Para acentuar a importância do Estado Novo enquanto
garante da ordem e progresso do país, os cartazes fazem uma comparação
sistemática entre a obra do regime salazarista e a 1ª República: à
desorganização económica e financeira e ao alheamento do Estado democrático e
liberal republicano face aos problemas do país, sucede a organização
financeira, a melhoria das vias de comunicação, a construção de portos, o
ordenamento e progresso social promovidos pelo Estado Novo.
Os cartazes acentuam esta ideia a partir de
uma imagem cinzenta e triste da época da 1ª República, enquanto que o “depois”
da obra salazarista nos aparece colorido, organizado, moderno.

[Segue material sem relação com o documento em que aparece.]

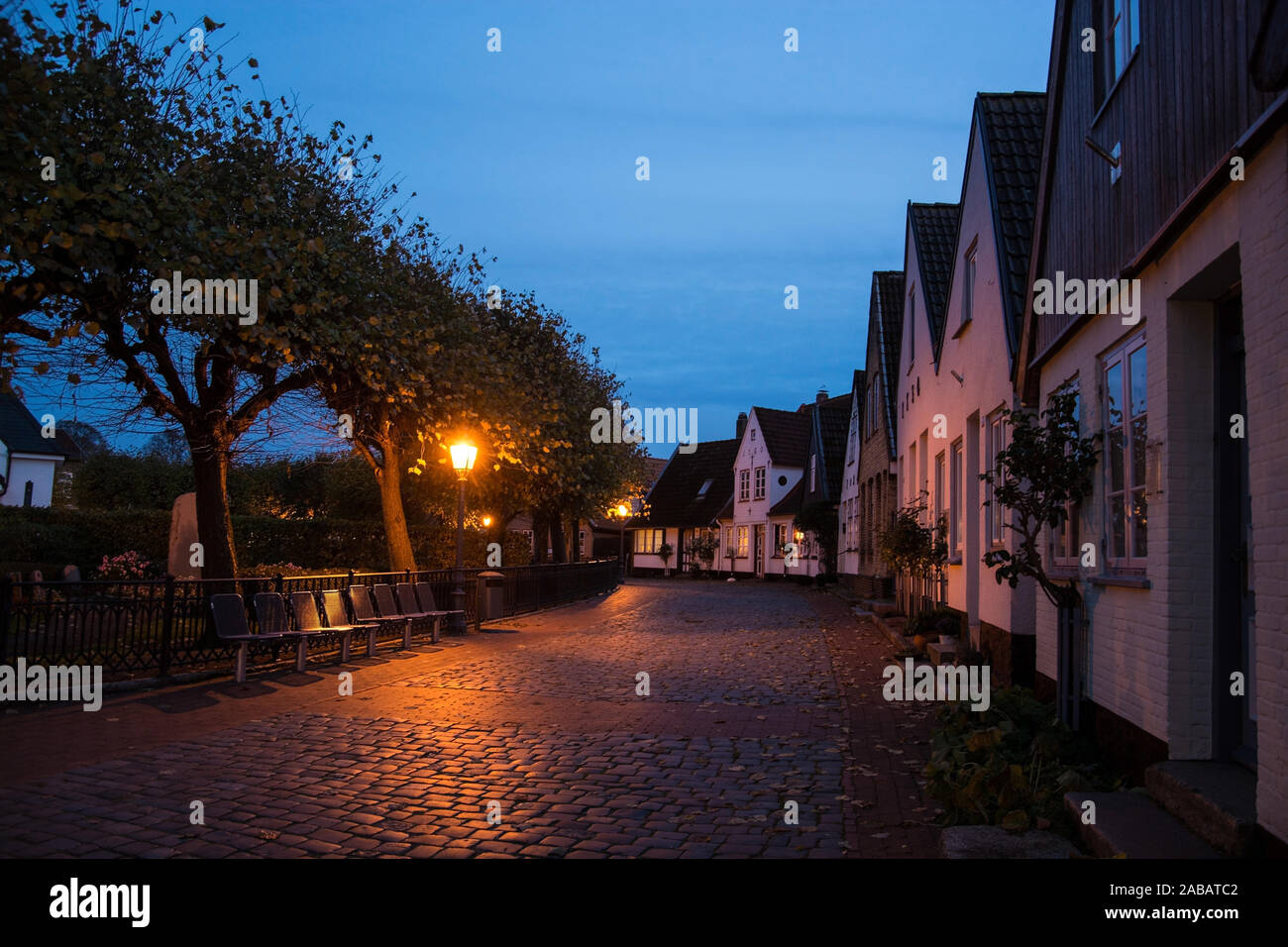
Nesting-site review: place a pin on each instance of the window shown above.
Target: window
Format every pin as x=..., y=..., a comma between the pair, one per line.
x=996, y=441
x=1065, y=541
x=957, y=508
x=1122, y=35
x=649, y=540
x=1125, y=449
x=780, y=539
x=912, y=328
x=940, y=492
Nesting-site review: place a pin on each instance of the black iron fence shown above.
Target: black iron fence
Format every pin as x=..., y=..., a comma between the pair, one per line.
x=919, y=592
x=160, y=626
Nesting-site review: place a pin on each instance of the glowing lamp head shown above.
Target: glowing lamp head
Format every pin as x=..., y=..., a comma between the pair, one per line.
x=463, y=459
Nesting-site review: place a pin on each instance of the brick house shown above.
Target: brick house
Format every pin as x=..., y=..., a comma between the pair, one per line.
x=1164, y=161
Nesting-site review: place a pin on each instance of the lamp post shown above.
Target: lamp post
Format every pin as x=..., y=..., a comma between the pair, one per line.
x=463, y=462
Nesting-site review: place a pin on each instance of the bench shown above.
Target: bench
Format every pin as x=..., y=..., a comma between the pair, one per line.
x=228, y=612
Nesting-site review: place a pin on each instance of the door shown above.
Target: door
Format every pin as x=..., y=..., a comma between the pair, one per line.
x=1233, y=602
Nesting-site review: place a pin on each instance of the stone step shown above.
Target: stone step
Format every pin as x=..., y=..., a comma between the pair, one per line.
x=1131, y=825
x=1218, y=801
x=992, y=841
x=944, y=651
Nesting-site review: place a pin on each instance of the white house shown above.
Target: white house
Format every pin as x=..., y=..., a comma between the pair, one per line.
x=1181, y=552
x=958, y=379
x=769, y=466
x=29, y=462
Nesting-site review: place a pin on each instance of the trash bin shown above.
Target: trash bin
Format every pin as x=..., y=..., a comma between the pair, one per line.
x=490, y=595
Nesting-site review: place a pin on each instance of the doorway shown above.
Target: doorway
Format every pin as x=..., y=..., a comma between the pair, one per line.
x=1233, y=602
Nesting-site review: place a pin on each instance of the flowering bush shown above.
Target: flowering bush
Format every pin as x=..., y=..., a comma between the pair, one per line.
x=124, y=567
x=270, y=570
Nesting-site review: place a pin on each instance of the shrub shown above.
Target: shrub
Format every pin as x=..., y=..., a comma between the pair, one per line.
x=934, y=621
x=1009, y=766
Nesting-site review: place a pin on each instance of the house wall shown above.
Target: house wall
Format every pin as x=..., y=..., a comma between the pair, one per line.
x=39, y=471
x=1150, y=650
x=846, y=513
x=752, y=454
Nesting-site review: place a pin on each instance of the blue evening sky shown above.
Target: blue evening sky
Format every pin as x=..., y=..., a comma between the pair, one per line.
x=768, y=167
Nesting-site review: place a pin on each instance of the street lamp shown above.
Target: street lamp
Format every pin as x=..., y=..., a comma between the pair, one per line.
x=463, y=462
x=621, y=557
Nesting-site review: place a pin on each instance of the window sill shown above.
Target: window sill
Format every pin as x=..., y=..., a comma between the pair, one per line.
x=1122, y=581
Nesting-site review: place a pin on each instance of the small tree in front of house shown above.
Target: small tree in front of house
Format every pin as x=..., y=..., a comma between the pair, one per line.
x=911, y=548
x=819, y=518
x=703, y=548
x=1044, y=470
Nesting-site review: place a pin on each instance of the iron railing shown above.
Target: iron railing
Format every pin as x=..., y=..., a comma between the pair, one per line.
x=159, y=626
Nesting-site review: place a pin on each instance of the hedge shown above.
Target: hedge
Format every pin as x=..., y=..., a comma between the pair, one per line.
x=50, y=539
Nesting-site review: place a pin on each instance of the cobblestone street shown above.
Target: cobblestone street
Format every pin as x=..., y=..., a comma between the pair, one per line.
x=759, y=696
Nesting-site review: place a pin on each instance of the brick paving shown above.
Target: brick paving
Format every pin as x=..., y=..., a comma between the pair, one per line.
x=764, y=698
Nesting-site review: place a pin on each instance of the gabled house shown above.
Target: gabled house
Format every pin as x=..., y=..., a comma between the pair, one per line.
x=29, y=462
x=930, y=237
x=1163, y=175
x=876, y=480
x=769, y=466
x=952, y=420
x=683, y=504
x=820, y=486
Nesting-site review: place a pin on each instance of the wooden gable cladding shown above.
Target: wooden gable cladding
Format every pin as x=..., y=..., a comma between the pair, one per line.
x=1183, y=102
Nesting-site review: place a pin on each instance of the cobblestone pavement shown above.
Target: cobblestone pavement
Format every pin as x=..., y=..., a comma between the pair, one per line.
x=763, y=733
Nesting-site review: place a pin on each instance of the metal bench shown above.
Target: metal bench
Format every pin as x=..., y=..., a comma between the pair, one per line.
x=425, y=592
x=270, y=613
x=338, y=620
x=304, y=607
x=228, y=612
x=360, y=604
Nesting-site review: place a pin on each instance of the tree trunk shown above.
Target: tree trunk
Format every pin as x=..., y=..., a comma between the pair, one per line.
x=575, y=540
x=557, y=539
x=214, y=521
x=397, y=539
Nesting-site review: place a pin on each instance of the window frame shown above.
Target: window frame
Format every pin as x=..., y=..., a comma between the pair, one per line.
x=956, y=499
x=995, y=440
x=1122, y=356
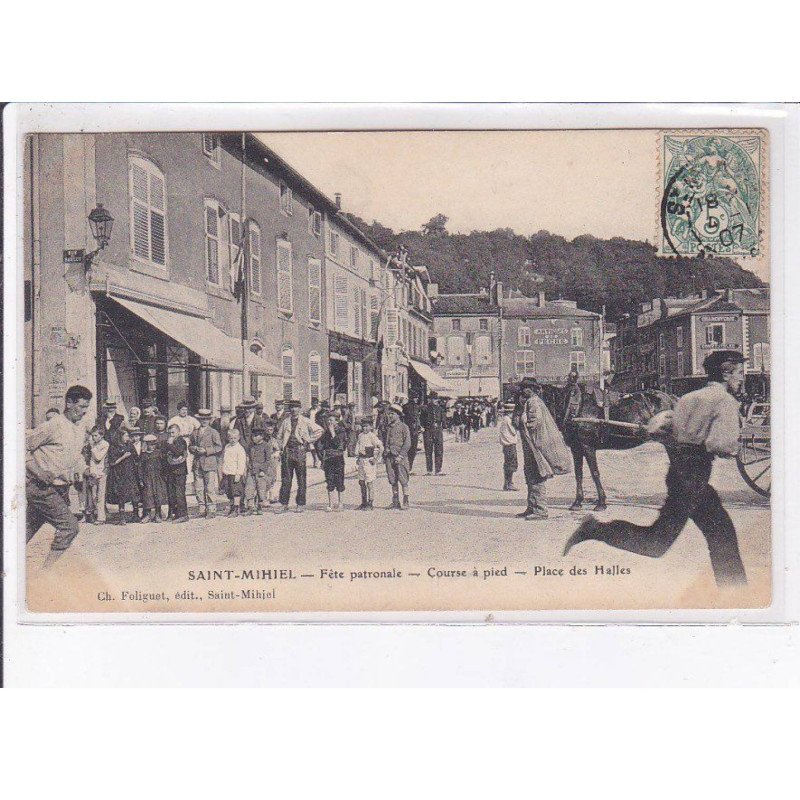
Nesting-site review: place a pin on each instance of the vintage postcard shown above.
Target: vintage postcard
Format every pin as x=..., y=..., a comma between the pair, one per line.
x=395, y=371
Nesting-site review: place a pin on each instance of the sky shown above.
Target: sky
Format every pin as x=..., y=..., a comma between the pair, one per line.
x=603, y=183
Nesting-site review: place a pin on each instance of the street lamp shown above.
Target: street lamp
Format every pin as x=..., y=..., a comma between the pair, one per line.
x=101, y=223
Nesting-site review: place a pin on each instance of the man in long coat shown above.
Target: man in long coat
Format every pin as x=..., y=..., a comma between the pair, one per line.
x=544, y=454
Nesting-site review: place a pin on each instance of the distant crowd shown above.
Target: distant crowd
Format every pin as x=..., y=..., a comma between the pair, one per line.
x=142, y=465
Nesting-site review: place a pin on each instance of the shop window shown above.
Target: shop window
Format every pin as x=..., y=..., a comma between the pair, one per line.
x=525, y=363
x=577, y=361
x=455, y=350
x=715, y=334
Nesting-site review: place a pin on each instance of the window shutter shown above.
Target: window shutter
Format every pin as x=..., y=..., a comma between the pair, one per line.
x=255, y=260
x=148, y=213
x=375, y=319
x=314, y=375
x=212, y=244
x=158, y=251
x=455, y=350
x=391, y=327
x=314, y=290
x=141, y=232
x=358, y=377
x=287, y=364
x=357, y=311
x=364, y=317
x=340, y=308
x=285, y=277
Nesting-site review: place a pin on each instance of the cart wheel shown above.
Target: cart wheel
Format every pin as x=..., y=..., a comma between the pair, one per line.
x=754, y=460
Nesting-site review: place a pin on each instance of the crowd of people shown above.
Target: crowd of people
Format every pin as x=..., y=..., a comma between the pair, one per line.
x=146, y=462
x=140, y=467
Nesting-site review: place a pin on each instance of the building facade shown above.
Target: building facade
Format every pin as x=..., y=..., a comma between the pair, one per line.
x=663, y=346
x=467, y=342
x=356, y=275
x=547, y=339
x=211, y=286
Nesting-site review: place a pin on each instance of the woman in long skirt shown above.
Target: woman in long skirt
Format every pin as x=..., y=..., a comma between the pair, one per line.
x=332, y=446
x=123, y=475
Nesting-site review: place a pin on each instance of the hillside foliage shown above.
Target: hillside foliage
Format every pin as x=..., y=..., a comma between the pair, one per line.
x=617, y=273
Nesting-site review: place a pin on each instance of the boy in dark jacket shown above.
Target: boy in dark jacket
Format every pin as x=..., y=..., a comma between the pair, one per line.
x=258, y=465
x=175, y=452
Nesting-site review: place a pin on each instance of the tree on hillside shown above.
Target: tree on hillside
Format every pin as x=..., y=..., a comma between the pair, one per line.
x=436, y=226
x=616, y=273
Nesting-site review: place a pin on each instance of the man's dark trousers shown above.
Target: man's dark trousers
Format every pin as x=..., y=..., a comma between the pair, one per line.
x=689, y=496
x=293, y=463
x=412, y=451
x=47, y=503
x=433, y=439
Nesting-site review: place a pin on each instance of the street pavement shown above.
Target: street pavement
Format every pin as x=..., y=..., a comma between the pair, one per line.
x=459, y=547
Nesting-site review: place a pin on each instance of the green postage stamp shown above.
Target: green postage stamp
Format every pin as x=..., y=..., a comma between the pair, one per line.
x=712, y=192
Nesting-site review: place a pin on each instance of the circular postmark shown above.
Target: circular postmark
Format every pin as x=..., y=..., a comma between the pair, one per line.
x=712, y=196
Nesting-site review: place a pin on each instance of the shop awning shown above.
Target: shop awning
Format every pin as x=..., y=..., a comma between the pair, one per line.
x=202, y=337
x=428, y=375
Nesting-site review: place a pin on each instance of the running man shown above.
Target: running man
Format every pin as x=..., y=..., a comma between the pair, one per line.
x=53, y=459
x=705, y=424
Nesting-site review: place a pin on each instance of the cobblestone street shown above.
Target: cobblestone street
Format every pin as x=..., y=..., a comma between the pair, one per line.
x=459, y=545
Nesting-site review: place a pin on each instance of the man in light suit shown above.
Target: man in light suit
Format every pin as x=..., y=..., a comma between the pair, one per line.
x=295, y=434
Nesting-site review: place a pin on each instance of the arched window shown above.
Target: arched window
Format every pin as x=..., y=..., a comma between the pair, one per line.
x=314, y=375
x=287, y=364
x=148, y=212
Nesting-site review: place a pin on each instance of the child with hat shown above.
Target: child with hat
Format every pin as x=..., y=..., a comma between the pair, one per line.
x=123, y=480
x=234, y=471
x=95, y=477
x=332, y=445
x=175, y=453
x=508, y=441
x=369, y=450
x=261, y=471
x=152, y=481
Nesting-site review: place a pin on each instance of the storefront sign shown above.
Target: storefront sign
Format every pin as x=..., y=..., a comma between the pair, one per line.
x=74, y=256
x=550, y=341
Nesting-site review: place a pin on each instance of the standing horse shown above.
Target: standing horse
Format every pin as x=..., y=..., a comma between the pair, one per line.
x=584, y=439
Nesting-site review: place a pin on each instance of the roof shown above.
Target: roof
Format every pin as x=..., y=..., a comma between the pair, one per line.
x=528, y=307
x=707, y=305
x=449, y=305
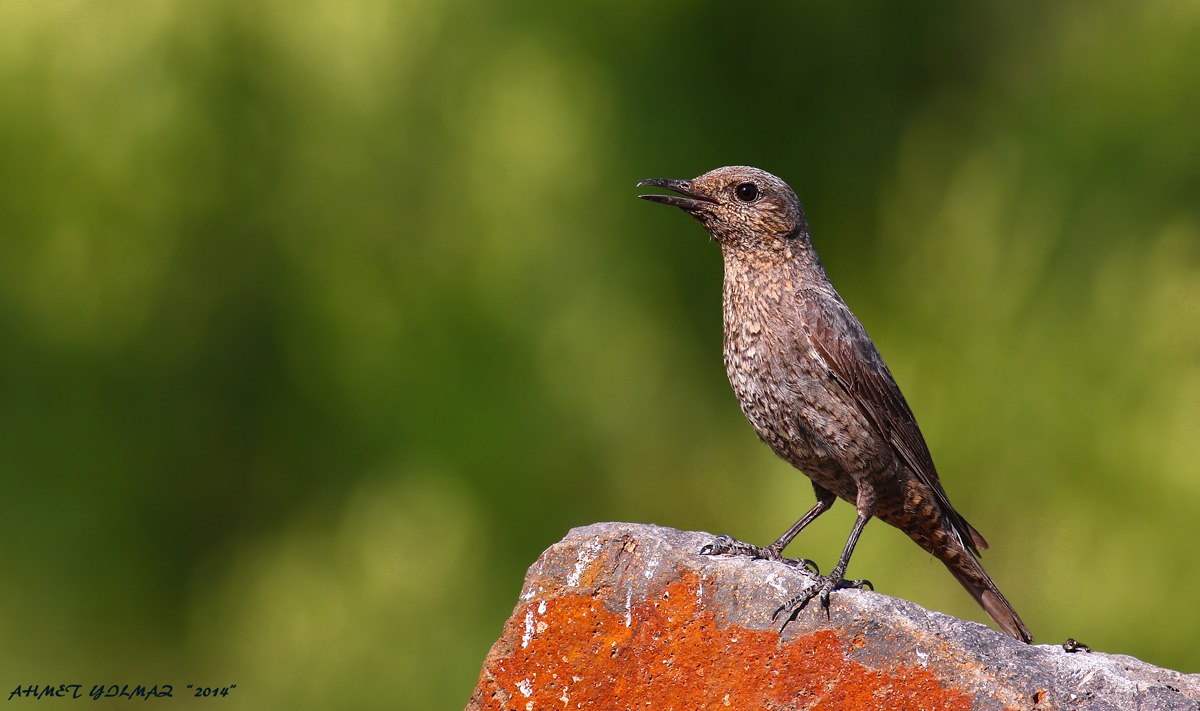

Um dos grandes problemas enfrentados pela 1ª República foi a desorganização
financeira, que se traduziu num permanente défice das contas públicas que, por
sua vez, é acompanhado por uma inflação elevada, subida generalizada dos preços
e diminuição das salários reais, o que acarreta uma grande subida do custo de
vida. Será, aliás, motivado por esse défice constante o convite endereçado a
Salazar pelo governo da Ditadura Militar, para ocupar a pasta das Finanças. A
sua política financeira, controlando com mão de ferro todos os gastos dos
vários Ministérios, aumentando os impostos e cortando nas despesas públicas,
permite equilibrar as contas públicas, valendo-lhe o epíteto de “Salvador da
Pátria” e está na base do convite que lhe é endereçado em 1932 para chefiar o
Governo.
A obra do Estado Novo seria então
glorificada nesses cartazes, salientando
sempre a acção do ditador no sentido de desenvolver o país, ao mesmo tempo
que o pacificava em termos sociais. O corporativismo seria, aliás, a forma de
organização económica e social encontrada para ultrapassar os problemas gerados
pelo capitalismo liberal e uma forma de ultrapassar a luta de classes, ideia
central da ideologia marxista. Ao Estado liberal, abstencionista em matéria
económica e laboral sucedia um Estado intervencionista na economia, aceitando o
capitalismo, mas reconhecendo a função social da propriedade, do capital e do
trabalho, obrigando os indivíduos a viverem num clima de harmonia social e
deixando para o Estado o papel de regulador da vida económica e social.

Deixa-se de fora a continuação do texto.